Die Palette des für Smartphones erhältlichen Fotozubehörs ist begrenzt und besitzt oftmals eher experimentelle Züge. Der hohe Anschaffungspreis vieler Adapter senkt zudem die Attraktivität des Smartphone-Zubehörs weiter. Ganz anders sieht der Markt für Kompaktkameras aus. Diese können mit vielfältigem Zubehör betrieben werden. So ist das Aufschrauben eines Objektivs problemlos möglich, zu vielen Modellen sind Aufsteckblitze verfügbar und für einige gibt es sogar verschiedene Wechselobjektive. Ein weiterer Vorteil: Ersatzakkus sind meist zu einem verhältnismässig günstigen Preis erhältlich.

7.Schadensbegrenzung im Verlustfall:


Die Anschaffungskosten eines High-End-Smartphones belaufen sich häufig auf hohe dreistellige, zum Teil sogar vierstellige Summen.

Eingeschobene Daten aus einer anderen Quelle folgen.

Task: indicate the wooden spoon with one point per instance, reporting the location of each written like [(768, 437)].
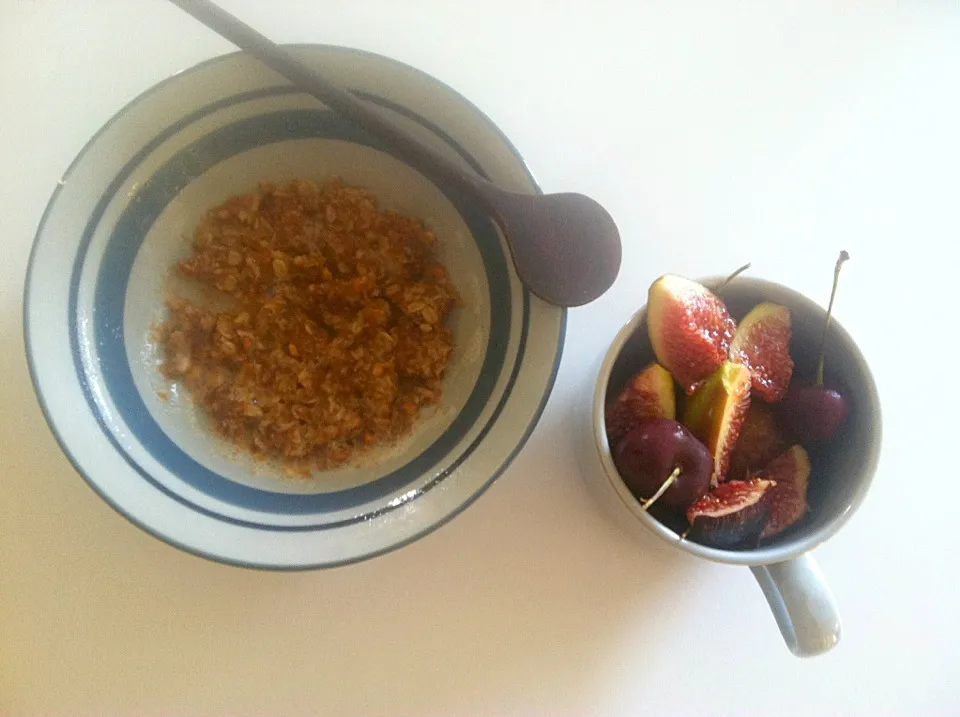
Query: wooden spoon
[(565, 247)]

Ein Schaden oder gar Komplettverlust des Gerätes kann daher schnell ein erhebliches Loch in den Geldbeutel reissen. Da Kompaktkameras eher im unteren dreistelligen Preissegment positioniert sind, ist ein Verlust oder Schaden zwar immer noch ärgerlich, aber keinesfalls so schmerzlich wie das Abhandenkommen eines teuren Smartphones. Ganz gleich, ob Strandaufenthalt, Klettertour oder Clubabend: Es gibt viele "handygefährdende" Situationen, in denen es sich lohnt, das Smartphone zu Hause oder zumindest in der Tasche zu lassen und stattdessen eine preiswertere Kompaktkamera für Aufnahmen zu nutzen.